Fig. 2. Target outcome profiles are consistently modulated by knockouts.
a The fraction of mutated reads (y-axis) of each outcome type (x-axis, colours) at various representative targets (columns) in control lines, the Nbn knockout, the Lig4 knockout, and the Polq knockout (rows). Dots indicate the fraction of mutated reads in two replicates, which are combined to create the bar. b Average fraction of mutated reads across all targets (annotation, colour) of each outcome category (y-axis) observed in each knockout (x-axis) organised by repair pathway. c Average of log-fold change across all targets (annotation, colour) of each outcome category (y-axis) observed in each knockout (x-axis) organised by repair pathway. D deletion, I insertion, MH microhomology. Source data are provided as a Source Data file.

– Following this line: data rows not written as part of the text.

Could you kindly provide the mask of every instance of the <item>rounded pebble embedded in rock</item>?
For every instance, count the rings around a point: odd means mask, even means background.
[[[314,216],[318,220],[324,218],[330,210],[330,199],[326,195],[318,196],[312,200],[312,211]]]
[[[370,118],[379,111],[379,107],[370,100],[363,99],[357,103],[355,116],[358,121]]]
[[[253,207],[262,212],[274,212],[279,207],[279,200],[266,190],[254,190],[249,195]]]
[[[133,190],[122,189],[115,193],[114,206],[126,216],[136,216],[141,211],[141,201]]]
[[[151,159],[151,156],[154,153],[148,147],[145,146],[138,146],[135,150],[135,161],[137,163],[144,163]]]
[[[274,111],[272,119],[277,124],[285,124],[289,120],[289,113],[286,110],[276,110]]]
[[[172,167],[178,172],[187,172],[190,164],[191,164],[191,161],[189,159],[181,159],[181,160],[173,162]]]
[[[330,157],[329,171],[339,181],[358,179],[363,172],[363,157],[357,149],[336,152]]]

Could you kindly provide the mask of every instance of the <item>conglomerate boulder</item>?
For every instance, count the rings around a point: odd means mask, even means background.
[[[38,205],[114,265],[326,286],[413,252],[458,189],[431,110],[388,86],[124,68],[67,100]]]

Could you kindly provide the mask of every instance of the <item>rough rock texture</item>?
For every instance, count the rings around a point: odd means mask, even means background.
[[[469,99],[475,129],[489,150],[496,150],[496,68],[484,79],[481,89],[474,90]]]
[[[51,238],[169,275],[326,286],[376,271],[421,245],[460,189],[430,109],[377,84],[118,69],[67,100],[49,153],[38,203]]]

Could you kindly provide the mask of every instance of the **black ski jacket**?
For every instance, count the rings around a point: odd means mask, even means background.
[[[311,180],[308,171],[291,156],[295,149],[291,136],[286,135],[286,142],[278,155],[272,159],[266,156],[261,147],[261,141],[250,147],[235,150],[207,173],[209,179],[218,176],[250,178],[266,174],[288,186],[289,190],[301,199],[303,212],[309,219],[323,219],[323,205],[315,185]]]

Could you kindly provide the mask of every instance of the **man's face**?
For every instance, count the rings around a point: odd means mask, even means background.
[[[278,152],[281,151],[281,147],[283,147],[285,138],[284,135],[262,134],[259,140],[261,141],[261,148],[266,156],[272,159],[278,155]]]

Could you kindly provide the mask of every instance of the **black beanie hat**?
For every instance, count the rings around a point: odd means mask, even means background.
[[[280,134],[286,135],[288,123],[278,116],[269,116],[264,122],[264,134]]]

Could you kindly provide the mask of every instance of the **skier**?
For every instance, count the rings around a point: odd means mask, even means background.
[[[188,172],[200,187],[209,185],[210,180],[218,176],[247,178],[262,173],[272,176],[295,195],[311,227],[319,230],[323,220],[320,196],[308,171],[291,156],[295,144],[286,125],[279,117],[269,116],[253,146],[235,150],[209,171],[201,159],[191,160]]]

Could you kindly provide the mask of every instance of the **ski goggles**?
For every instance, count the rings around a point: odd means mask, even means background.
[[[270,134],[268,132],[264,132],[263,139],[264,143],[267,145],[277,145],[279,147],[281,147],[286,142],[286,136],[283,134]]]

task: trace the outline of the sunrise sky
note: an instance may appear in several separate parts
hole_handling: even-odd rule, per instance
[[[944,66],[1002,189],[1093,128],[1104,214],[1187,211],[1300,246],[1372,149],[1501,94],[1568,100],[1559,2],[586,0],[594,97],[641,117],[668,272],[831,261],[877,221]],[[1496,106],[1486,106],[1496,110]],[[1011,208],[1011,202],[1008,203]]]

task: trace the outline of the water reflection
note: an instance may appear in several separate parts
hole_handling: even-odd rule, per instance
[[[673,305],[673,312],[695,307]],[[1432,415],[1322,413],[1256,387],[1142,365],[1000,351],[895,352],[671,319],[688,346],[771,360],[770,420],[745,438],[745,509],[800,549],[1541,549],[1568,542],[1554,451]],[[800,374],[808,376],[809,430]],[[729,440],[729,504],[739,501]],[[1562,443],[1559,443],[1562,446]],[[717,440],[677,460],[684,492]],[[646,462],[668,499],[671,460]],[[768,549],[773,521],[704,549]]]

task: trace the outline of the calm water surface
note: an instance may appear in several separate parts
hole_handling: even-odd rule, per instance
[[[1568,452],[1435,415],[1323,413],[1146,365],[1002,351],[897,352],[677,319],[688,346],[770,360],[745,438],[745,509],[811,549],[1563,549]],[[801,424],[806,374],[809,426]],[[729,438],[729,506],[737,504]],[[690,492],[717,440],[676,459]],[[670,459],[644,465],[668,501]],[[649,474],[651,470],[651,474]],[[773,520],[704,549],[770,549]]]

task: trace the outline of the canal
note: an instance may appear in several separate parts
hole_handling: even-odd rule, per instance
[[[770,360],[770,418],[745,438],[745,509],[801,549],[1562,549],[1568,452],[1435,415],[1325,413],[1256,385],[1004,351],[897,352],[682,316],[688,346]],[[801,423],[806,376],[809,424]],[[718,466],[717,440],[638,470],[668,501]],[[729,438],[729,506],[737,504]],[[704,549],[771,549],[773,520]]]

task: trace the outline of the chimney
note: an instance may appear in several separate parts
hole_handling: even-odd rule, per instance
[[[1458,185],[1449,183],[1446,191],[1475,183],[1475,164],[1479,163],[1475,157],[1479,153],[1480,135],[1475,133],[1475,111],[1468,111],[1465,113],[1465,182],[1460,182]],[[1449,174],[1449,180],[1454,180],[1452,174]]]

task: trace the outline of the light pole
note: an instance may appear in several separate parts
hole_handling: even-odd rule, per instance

Small insertions and deletions are a hallmark of mutagenic repair of DSBs resulting from NHEJ repair21. Consistent with this expectation, we found that knockouts of core NHEJ genes Lig4, Xrcc5 or Xlf led to a marked decrease in 1–2 bp insertions and 1 bp deletion, with concomitant increase in medium and large deletions (3bp+). For example, frequency of 1–2 bp insertions and 1 bp deletion was down from 25% in controls to 9.5% in Xlf knockout, while medium and large deletions increased from 61% in control to 81% in Xlf knockout (Fig. 2b). Core NHEJ knockouts differed in their impact on specific outcome categories. For example, Xrcc5 knockout resulted in a higher frequency of large deletions (10bp+; 44%) than Xlf or Lig4 knockouts (36–37%), while Lig4 knockout depleted 1–2 bp insertions matching PAM-distal nucleotides more comprehensively than the other two knockouts (0.2% remaining vs 4.2% in Xlf and 1.8% in Xrcc5 knockout). Knockouts of other NHEJ genes, such as Prkdc, Poll and Polm, had consistent, but more specific and overall milder effects, which we discuss in more detail in later sections.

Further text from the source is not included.